Practical Corpus Linguistics: An Introduction to Corpus-Based Language Analysis by Martin Weisser
Practical Corpus Linguistics is a great introduction to analyzing language data with hands-on exercises using free software and websites. For anyone interested in textual analysis, corpus linguistics, and digital humanities, this book will get you started on the basics. There are other introduction to corpus linguistics books available, but this appears to be the only one that is designed as more of a how-to guide rather than a theoretical overview.
Chapters include collecting and cleaning data, concordancing, querying mega corpora online, frequency analysis, keywords in context, and part-of-speech tagging. There are even chapters on regular expressions and XML. Each chapter features several exercises for you to try out, as well as solutions to and comments on the exercises.

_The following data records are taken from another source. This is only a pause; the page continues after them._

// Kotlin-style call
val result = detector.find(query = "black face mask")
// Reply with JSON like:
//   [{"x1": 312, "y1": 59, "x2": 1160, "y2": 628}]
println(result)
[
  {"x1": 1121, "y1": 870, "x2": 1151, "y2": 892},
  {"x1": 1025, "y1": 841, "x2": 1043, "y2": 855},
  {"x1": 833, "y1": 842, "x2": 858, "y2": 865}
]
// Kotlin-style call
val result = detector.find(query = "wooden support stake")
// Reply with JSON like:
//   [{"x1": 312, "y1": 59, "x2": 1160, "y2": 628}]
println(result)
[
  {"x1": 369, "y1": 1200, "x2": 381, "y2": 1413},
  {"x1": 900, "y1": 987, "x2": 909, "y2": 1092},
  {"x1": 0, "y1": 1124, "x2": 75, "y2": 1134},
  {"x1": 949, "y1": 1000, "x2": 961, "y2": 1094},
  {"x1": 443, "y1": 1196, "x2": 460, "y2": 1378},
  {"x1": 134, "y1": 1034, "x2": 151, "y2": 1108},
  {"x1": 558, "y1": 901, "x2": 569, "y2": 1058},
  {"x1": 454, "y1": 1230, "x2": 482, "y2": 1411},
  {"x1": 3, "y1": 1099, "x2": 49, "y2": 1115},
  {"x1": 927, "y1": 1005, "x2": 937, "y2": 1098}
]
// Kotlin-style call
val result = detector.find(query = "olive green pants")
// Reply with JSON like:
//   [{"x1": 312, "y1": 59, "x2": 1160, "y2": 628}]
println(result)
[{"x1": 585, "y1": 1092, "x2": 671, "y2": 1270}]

There is also a companion website for the book with more exercises as well as updates.
The BYU website was changed shortly after the book was published, so you will need to check the companion website for instructions on using the new interface for accessing the Corpus of Contemporary American English. However, the old website is still available. You will also need to download the free software, AntConc, and create a free account at the BNCweb site to follow along with the exercises.

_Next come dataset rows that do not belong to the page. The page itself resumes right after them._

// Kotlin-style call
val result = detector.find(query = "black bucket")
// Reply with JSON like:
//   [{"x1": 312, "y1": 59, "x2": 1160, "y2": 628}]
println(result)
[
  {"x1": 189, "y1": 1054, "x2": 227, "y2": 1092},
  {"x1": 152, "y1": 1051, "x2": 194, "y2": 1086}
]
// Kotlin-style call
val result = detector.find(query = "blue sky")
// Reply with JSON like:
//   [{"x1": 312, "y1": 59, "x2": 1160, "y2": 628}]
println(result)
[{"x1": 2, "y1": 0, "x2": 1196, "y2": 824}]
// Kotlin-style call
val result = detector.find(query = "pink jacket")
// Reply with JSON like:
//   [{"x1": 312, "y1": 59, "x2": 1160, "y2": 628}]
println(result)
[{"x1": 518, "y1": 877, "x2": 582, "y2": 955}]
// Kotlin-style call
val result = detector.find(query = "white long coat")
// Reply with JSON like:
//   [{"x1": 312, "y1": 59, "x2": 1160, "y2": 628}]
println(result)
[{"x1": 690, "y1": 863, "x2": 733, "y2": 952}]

If you prefer to analyze languages other than English, check out a simple analysis of telenovela Spanish phrases I carried out using DownThemAll to collect transcripts, Python to clean the text files, and AntConc to find the most common phrases.
More Corpus Linguistics
The 8-week Corpus Linguistics MOOC at Futurelearn is another great introduction to the methodology. Both Lancaster and Birmingham run Corpus Linguistics summer schools in the UK every year if you’re able to travel to them.
If you’re interested in learning more programming for humanities research (usually in Python), try the lessons at Programming Historian and check out my list of Digital Humanities tools. Martin Weisser also wrote Essential Programming for Linguists (using Perl) that you might be interested in.